When I was young and inexperienced about the ways of the world, my Mum used to buy me those electric toothbrushes that you see on TV.
Those things don’t actually have a very long shelf life, but they do work a treat (it was 27 years before I needed my first filling). Therefore, whenever an old one bit the dust, my Mum would somehow stump up the money and replace it. Good as gold.
One of the many disillusions I’ve endured since leaving home about six years ago, (first for Uni and then for the big, scary real world) is that you have to pay for your own stuff. Like, all the time. For example, the other day our washing machine broke and it cost the best part of £40 to repair it (amazingly, all that palaver was just because the button had come off of my girlfriend’s trousers and gotten caught somewhere in the mechanism). The week after that, our food bill spiralled upwards to almost twice its previous amount with no warning from our local recession-maligned supermarket. As a matter of necessity, my much-loved electric toothbrush was forced out of my life.

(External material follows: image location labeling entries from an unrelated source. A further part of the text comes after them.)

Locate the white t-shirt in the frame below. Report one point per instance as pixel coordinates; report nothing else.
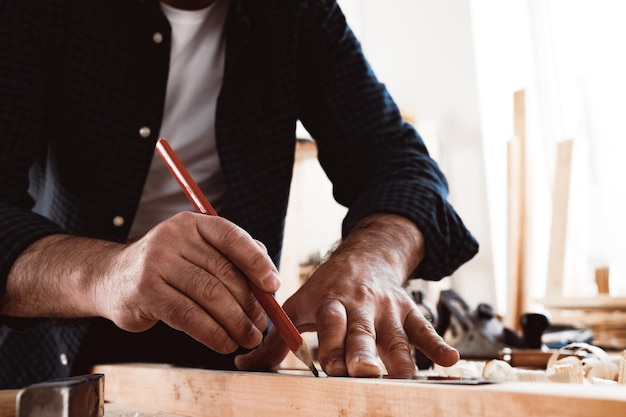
(195, 78)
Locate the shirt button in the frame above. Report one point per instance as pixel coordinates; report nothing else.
(144, 132)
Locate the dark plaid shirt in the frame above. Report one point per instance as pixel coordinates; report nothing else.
(80, 81)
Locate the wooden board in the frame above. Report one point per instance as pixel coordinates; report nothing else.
(516, 213)
(205, 393)
(7, 402)
(560, 210)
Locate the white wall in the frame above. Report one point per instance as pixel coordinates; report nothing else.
(423, 50)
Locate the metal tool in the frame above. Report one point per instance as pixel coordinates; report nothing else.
(479, 334)
(80, 396)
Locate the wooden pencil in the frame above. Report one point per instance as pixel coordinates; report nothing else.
(277, 315)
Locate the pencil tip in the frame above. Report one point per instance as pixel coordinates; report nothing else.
(304, 355)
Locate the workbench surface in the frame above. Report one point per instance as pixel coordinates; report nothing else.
(206, 393)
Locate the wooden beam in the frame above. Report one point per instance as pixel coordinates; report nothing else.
(516, 213)
(7, 402)
(206, 393)
(559, 224)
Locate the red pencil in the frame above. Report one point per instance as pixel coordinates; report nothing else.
(279, 318)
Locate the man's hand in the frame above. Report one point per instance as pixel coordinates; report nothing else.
(358, 306)
(190, 272)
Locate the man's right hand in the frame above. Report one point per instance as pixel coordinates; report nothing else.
(191, 272)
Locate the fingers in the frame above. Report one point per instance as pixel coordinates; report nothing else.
(236, 310)
(246, 254)
(423, 336)
(395, 349)
(177, 275)
(266, 357)
(332, 328)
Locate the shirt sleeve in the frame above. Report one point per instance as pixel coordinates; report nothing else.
(375, 161)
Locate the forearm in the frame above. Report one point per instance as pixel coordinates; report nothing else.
(56, 277)
(387, 239)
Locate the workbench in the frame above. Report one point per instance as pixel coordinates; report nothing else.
(137, 390)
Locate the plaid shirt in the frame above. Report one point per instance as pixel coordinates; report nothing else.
(82, 86)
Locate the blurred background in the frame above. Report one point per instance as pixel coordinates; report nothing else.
(522, 103)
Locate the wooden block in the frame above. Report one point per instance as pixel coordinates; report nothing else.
(206, 393)
(560, 210)
(7, 402)
(602, 280)
(516, 213)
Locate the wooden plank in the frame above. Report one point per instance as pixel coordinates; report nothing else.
(7, 402)
(206, 393)
(516, 214)
(123, 410)
(560, 210)
(602, 280)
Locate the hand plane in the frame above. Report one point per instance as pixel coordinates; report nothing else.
(479, 334)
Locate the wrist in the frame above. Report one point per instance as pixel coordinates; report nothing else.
(56, 277)
(388, 238)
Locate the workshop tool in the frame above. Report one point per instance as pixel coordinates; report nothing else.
(79, 396)
(279, 318)
(479, 333)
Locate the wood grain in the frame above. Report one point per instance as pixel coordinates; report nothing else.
(205, 393)
(559, 223)
(516, 214)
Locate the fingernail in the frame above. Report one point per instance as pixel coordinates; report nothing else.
(255, 337)
(272, 281)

So, last week, with a little more money in my pocket than usual, I ‘treated’ myself to a new toothbrush and, wouldn’t you know it? The damn thing died on me this morning. For **** sake!

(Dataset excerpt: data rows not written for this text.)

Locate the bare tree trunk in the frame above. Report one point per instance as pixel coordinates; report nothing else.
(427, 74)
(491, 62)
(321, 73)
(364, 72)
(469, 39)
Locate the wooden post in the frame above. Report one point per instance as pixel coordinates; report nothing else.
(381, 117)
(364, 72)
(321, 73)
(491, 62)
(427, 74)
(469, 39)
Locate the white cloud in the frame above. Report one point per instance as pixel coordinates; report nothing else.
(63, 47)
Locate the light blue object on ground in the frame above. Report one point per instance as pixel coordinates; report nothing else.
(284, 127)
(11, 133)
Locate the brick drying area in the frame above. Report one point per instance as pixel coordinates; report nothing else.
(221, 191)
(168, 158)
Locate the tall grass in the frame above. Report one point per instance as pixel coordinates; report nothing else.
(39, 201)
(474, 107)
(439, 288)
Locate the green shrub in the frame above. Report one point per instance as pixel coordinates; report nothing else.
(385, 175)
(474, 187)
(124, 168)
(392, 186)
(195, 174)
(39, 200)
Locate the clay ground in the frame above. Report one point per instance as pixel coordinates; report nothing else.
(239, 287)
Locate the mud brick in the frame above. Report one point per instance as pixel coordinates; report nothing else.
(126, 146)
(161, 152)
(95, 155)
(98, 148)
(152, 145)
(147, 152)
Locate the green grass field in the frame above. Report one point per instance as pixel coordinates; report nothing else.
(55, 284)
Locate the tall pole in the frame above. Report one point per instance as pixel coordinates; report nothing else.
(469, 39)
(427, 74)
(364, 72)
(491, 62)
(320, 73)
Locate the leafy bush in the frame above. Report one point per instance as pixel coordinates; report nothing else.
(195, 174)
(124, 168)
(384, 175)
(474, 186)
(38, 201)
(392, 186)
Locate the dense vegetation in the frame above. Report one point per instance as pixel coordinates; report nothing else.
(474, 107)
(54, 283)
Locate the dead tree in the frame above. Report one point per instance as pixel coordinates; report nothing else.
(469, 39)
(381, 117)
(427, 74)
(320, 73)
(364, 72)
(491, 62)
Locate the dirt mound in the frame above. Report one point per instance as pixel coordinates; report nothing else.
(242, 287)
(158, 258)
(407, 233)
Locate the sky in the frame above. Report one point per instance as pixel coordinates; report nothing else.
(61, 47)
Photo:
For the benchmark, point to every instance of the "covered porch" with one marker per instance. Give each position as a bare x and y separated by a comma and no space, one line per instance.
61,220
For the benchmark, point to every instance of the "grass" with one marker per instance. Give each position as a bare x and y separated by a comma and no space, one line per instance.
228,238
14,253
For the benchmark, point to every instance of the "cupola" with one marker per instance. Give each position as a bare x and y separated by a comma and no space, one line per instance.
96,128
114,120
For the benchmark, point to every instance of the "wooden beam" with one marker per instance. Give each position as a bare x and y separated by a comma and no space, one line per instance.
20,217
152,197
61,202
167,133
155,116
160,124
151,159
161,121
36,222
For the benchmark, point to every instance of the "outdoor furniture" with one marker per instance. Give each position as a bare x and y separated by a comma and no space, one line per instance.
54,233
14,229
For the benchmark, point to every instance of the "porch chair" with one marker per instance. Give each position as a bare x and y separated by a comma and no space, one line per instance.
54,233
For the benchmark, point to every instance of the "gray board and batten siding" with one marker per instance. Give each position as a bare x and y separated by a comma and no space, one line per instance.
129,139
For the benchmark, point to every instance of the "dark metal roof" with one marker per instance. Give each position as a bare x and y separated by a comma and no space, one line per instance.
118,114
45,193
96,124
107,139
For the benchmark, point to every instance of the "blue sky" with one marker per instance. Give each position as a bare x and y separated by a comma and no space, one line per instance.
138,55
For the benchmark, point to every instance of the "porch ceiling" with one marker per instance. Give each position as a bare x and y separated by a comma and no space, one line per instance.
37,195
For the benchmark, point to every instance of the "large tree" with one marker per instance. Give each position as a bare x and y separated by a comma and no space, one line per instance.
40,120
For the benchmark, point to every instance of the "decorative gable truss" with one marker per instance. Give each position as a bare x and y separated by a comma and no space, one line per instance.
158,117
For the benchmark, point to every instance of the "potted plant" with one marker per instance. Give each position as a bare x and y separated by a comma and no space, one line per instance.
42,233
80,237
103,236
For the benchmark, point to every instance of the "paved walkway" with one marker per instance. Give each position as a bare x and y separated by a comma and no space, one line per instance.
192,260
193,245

What does this have to do with the Bose TV sound system? Not a lot, but I was pissed about it and I wanted to vent.
Actually, the two products do have quite a lot in common (in a good way). Like my preferred brand of toothbrush, the Bose TV speaker doesn’t come cheap, however, it is also arguably the best product of its kind and, like the toothbrush; no home should be without one.
Your average flat panel TV screen doesn’t have wonderful speakers to match its exceptional picture; you’ve probably noticed. The size and shape of those speakers are all wrong for anything but the most basic aural experience. Today’s average flatscreen TV viewer hooks an external sound system up to the TV as a matter of course.
What I’m saying, then: is if you’re going to buy speakers; buy Bose.
With a flawless, easy set up and a smart, compact design, Bose’s new TV sound system provides you with a broader, more detailed sound. You can hear every bone crunching in your favourite high-octane action fest, or experience fully the subtle nuances of heartbreak in your favourite rom coms (probably).
Using proprietary digital signal processing (look it up – I have a word limit and I wasted almost half of it talking about a toothbrush), these speakers adjust and optimise the sound at almost any volume level. In practical terms, this basically means that you won’t have to turn the sound right up to hear the dramatic whispery bits, only to be deafened, in turn, by the sonic assault of the massive explosion-y bits.
This speaker array will bring audio quality into your home that is damn close to cinema level and perfectly compliments a Blu Ray/Plasma screen setup, in fact, I’ll go one better: it completes it.
On the downside, this system is not the cheapest. However, sometimes it’s worth shelling out a little (OK, a lot) extra in order to get the nicest product on the rack. When I consider how much time the average family spends watching TV, it makes sense that they’d want to invest in a superior product. Anyway, the point is this; whether its oral or aural technology you’re after, it pays to buy the best.